Ich habe viel von meinen Eltern. Sie haben schon immer unglaublich hart daran gearbeitet, ihre Ziele zu erreichen. Ich weiß, dass viele Teenager ihre Eltern für Außerirdische von einem anderen Stern halten, aber meine finde ich ganz cool. Sie unterstützen mich nicht nur in allem, was ich tun will. Sie inspirieren mich regelrecht, eine tolle Surferin und vor allem ein toller Mensch zu sein.

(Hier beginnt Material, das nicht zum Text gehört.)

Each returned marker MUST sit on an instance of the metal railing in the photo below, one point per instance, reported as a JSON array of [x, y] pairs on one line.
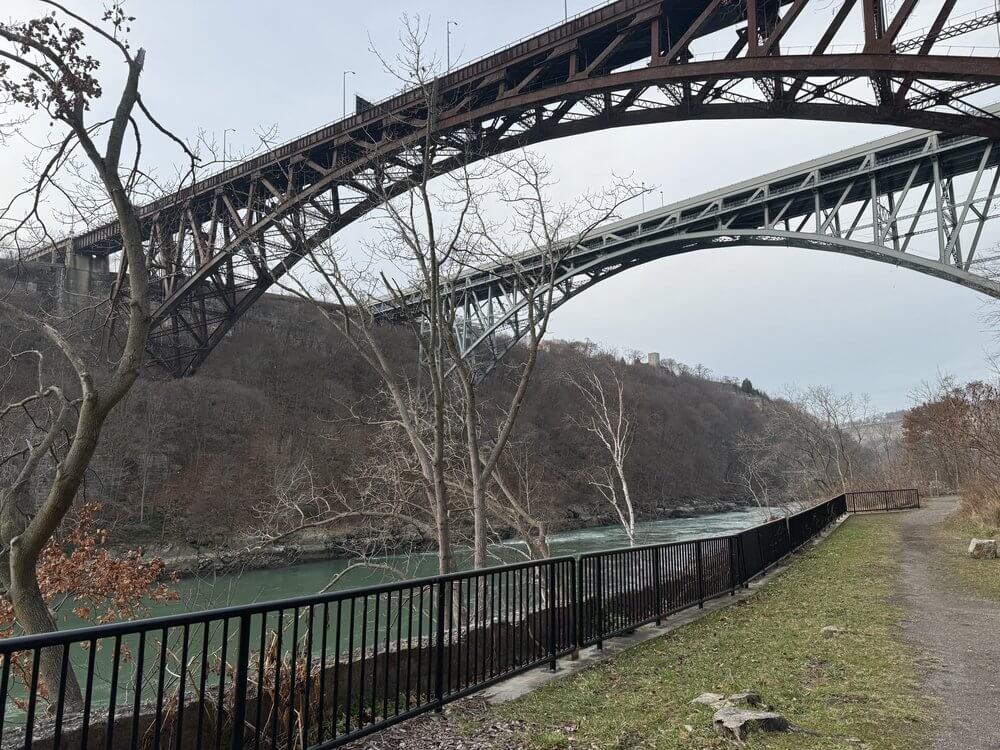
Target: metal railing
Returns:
[[320, 671], [870, 501]]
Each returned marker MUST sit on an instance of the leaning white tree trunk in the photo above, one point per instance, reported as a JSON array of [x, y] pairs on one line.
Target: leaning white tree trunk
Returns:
[[607, 419]]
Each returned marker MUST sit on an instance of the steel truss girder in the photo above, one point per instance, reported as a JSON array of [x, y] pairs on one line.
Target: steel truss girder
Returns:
[[894, 201], [217, 246]]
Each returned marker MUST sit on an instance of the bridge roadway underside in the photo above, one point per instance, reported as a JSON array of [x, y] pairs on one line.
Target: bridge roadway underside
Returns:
[[217, 246]]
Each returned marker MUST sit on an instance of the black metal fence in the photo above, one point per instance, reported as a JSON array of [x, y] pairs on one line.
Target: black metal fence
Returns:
[[871, 501], [320, 671]]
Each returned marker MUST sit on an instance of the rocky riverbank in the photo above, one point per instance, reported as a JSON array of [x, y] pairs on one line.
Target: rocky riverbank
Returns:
[[187, 560]]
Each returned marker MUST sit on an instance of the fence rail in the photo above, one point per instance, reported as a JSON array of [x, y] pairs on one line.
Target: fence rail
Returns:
[[872, 501], [320, 671]]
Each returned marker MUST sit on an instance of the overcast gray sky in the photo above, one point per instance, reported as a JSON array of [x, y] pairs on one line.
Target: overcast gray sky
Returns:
[[778, 316]]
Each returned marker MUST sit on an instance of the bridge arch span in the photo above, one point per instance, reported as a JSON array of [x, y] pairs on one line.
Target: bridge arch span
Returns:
[[218, 245], [503, 332]]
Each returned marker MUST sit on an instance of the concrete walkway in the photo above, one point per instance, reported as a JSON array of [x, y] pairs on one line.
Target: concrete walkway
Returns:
[[958, 631]]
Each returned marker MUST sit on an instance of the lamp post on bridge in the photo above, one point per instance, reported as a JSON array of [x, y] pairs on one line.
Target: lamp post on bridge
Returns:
[[225, 151], [344, 88], [448, 44]]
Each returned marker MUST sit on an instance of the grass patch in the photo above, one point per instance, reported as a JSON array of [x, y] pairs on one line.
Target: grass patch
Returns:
[[981, 577], [860, 685]]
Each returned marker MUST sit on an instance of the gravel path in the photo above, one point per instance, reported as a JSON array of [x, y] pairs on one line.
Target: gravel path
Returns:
[[959, 632]]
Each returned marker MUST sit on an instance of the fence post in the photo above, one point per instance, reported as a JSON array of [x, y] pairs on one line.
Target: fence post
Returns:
[[599, 593], [733, 573], [760, 551], [576, 580], [439, 651], [701, 585], [657, 590], [552, 616], [240, 684]]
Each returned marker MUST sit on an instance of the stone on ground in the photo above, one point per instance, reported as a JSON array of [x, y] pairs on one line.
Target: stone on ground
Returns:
[[737, 723], [983, 549], [745, 698], [714, 700]]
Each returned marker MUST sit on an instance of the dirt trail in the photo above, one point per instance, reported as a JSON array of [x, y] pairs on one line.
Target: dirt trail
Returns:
[[959, 632]]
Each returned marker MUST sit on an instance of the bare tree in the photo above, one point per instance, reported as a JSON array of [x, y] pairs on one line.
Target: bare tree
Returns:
[[604, 415], [758, 454], [431, 238], [45, 70]]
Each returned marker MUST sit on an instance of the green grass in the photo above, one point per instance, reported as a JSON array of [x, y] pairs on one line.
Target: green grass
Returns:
[[860, 685], [981, 577]]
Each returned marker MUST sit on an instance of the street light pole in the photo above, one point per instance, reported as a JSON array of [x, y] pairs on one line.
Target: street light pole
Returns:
[[344, 85], [225, 151], [448, 43]]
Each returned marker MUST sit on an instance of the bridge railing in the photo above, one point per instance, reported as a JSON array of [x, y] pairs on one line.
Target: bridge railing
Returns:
[[869, 501], [321, 671]]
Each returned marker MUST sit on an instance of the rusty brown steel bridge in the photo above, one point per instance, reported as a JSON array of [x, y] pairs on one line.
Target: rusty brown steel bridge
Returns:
[[217, 246]]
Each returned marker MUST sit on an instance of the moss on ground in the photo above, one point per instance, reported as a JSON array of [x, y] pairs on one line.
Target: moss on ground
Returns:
[[981, 577], [860, 685]]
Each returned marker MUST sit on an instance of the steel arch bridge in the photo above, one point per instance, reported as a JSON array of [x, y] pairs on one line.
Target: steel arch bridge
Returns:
[[217, 246], [919, 200]]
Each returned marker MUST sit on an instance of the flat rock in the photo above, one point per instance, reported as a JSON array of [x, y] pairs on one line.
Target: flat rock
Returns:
[[745, 699], [715, 700], [737, 723], [983, 549]]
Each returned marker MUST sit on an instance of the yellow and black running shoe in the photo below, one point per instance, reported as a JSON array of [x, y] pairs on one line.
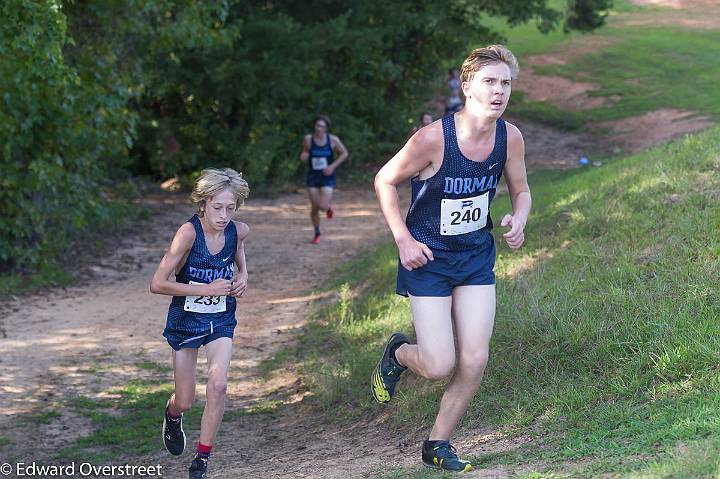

Mein Vater war absolut verrückt aufs Surfen. Man stelle sich Folgendes vor (ich lache mich bei der Vorstellung jedes Mal halb tot): Ein bitterkalter Winter in Ocean City, New Jersey. Von den Dächern hängen Eiszapfen, über die Gehwege wirbelt der Schnee. Bald sind die Bordsteine zugeweht und an den Hauswänden türmen sich kleine Schneehügel auf. Alle sind schön warm eingemummelt und kratzen das Eis von den Autoscheiben. Da kommt ein hagerer Siebzehnjähriger mit seinem Surfbrett angestapft, Tom Hamilton, mein Papa. Seine Biberschwanzkappe (à la Davy Crockett!) flattert ihm hinterher. Er trägt einen primitiven schwarzen Taucheranzug und hat sich die Achselhöhlen dick mit Vaseline eingeschmiert, damit sie durch den Anzug nicht aufscheuern. Und dieses sonderbare Wesen stapft nun, egal wie es stürmt und schneit, zu seinem Lieblings-Spot von Ocean City, Tenth Street.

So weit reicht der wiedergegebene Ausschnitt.